Lecture 5: dplyr for Data Wrangling

This lecture introduces the core tools for data wrangling in R using the dplyr package. We will work with American Community Survey (ACS) microdata, which contains individual- or household-level observations rather than county-level averages.

ACS microdata allows us to ask richer economic questions, such as:

Because microdata is large and detailed, clean data workflows matter. The tools in this lecture are essential for preparing data for analysis and regression.

The Tidy Data Idea

Before learning functions, we need a clear data structure.

A dataset is tidy if:

  • Each row is one observation (one person or household)

  • Each column is one variable (wages, citizenship, education)

  • Each cell contains exactly one value

ACS microdata is usually close to tidy, but we often need to:

  • Select relevant variables

  • Recode or create new variables

  • Collapse individual data into group-level summaries

Loading Packages

library(dplyr)
library(ggplot2)

Load in the microdata csv:

acs <- read.csv("acs_microdata.csv")

Each row represents one person. The variables include:

  • AGE

  • SEX

  • CITIZEN (citizenship status)

  • INCTOT (total income)

  • EDUC (education category)

  • EMPSTAT (employment status)

Selecting Variables with select()

ACS files are large. The first step is usually to keep only what you need. We will remove the SEX variable for this analysis.

acs_small <- acs |>
  select(AGE, CITIZEN, INCTOT, EDUC, EMPSTAT)

This does not change the data—it creates a new dataset with fewer columns.

Filtering Observations with filter()

We often want to focus on a relevant population.

Example: Keep working-age adults with positive wage income.

acs_workers <- acs_small |>
  filter(AGE >= 25, AGE <= 64, INCTOT > 0)

Filtering rows is one of the most common steps in applied microdata analysis.

How many observations are left in the dataset? How many variables?

Creating New Variables with mutate()

ACS variables are often coded numerically. We frequently create indicators or transformed variables.

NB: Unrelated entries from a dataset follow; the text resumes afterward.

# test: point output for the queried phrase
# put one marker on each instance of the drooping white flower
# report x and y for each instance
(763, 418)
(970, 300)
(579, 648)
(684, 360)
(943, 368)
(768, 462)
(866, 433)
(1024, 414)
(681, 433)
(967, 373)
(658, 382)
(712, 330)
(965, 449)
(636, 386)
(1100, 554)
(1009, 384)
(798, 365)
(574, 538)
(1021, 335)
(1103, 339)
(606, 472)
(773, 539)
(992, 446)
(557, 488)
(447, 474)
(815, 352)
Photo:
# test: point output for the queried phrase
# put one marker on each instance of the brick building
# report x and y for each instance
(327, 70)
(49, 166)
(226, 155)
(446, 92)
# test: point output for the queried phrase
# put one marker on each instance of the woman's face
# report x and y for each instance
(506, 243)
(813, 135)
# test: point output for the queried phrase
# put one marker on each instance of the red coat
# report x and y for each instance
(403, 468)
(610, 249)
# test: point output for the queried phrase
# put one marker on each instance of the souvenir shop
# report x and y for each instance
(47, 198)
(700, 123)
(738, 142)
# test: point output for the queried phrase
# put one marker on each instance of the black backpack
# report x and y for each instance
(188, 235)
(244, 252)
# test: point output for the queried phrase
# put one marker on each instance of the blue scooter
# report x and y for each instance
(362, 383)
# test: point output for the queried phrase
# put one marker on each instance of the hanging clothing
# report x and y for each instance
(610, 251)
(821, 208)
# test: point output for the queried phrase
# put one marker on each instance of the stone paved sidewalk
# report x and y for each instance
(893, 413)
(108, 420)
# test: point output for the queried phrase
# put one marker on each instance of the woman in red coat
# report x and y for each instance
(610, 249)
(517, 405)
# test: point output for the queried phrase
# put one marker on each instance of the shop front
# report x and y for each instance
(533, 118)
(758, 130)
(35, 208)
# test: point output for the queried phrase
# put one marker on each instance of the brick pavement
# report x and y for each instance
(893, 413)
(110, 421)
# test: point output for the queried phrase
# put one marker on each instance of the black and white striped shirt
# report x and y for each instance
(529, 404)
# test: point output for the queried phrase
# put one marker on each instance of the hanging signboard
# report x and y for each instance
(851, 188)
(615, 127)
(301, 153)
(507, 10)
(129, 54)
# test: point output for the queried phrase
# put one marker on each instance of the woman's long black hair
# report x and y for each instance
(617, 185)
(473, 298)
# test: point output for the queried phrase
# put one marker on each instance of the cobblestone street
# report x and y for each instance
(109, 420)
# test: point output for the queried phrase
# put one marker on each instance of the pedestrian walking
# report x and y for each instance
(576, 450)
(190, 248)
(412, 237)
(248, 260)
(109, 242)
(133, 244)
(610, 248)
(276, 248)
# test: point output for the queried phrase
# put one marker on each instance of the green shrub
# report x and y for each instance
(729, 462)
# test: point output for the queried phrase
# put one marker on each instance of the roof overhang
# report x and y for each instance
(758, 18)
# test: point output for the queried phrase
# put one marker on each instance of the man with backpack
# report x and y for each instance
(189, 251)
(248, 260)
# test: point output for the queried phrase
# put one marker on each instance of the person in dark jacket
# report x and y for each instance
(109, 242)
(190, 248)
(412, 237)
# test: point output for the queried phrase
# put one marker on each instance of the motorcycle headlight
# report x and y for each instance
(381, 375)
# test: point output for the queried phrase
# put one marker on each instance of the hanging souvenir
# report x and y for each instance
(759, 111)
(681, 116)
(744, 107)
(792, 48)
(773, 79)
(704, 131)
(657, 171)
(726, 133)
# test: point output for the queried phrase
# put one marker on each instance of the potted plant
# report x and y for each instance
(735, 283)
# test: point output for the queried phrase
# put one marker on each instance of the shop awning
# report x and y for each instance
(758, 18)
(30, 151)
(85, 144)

Example: Create a citizen indicator.

acs_workers <- acs_workers |>
  mutate(citizen_indicator = ifelse(CITIZEN == 3, 0, 1))

Example: Log wages (common in regression analysis) and create labor force indicators.

acs_workers <- acs_workers |>
  mutate(log_income = log(INCTOT),
         lab_force = ifelse(EMPSTAT %in% c(1,2), 1, 0))

We can use these new variables to compare groups using ggplot:

ggplot(data = acs_workers, aes(x = log_income,  fill = as.factor(citizen_indicator))) +
  geom_density(alpha = 0.5) +
  xlab("log(Total Income)") +
  labs(fill = "Citizen") +
  theme_classic()

Grouped Summaries with group_by() and summarize()

Microdata becomes most powerful when we collapse it into meaningful groups.

Example: Average wages by citizenship status.

acs_workers |> 
  group_by(citizen_indicator) |> 
  summarize(
    avg_income = mean(INCTOT),
    num_obs = n()
  )
# A tibble: 2 × 3
  citizen_indicator avg_income num_obs
              <dbl>      <dbl>   <int>
1                 0     63503.    5552
2                 1     75679.   70269

This turns individual-level data into a group-level dataset.

A Complete Workflow Example

We can string together a number of dplyr functions in the order we want them done.

acs_summary <- acs |> 
  select(AGE, SEX, INCTOT, EDUC) |> # Select relevant rows
  filter(AGE >= 25, AGE <= 64, INCTOT > 0) |> # Filter out non-working age & missing income
  mutate(less_than_hs = ifelse(EDUC < 6, 1, 0)) |> # Create hs indicator
  group_by(less_than_hs, SEX) |> # Group by sex and hs indicator
  summarize(avg_income = mean(INCTOT)) # Find average income by group

This pipeline:

  1. Chooses relevant variables

  2. Filters the population

  3. Creates a clean indicator

  4. Produces a dataset ready for plotting or regression

Why This Matters for Economics

Most economic analysis is not about running regressions—it is about constructing the right dataset.

Using ACS microdata with dplyr allows you to:

  • Define populations precisely

  • Create economically meaningful variables

  • Aggregate data transparently

  • Avoid mistakes hidden by spreadsheet workflows

These skills are foundational for empirical work in labor, public, and applied microeconomics.

Exercise

Using ACS microdata:

  1. Select age, citizenship, employment status, education, and wage variables

  2. Keep individuals ages 25–64

  3. Create a binary variable for non-citizens & for labor force status (EMPSTAT = 3 means the worker is not in the labor force)

  4. Compute labor force participation by citizenship and education

Be prepared to explain each step of your pipeline in words.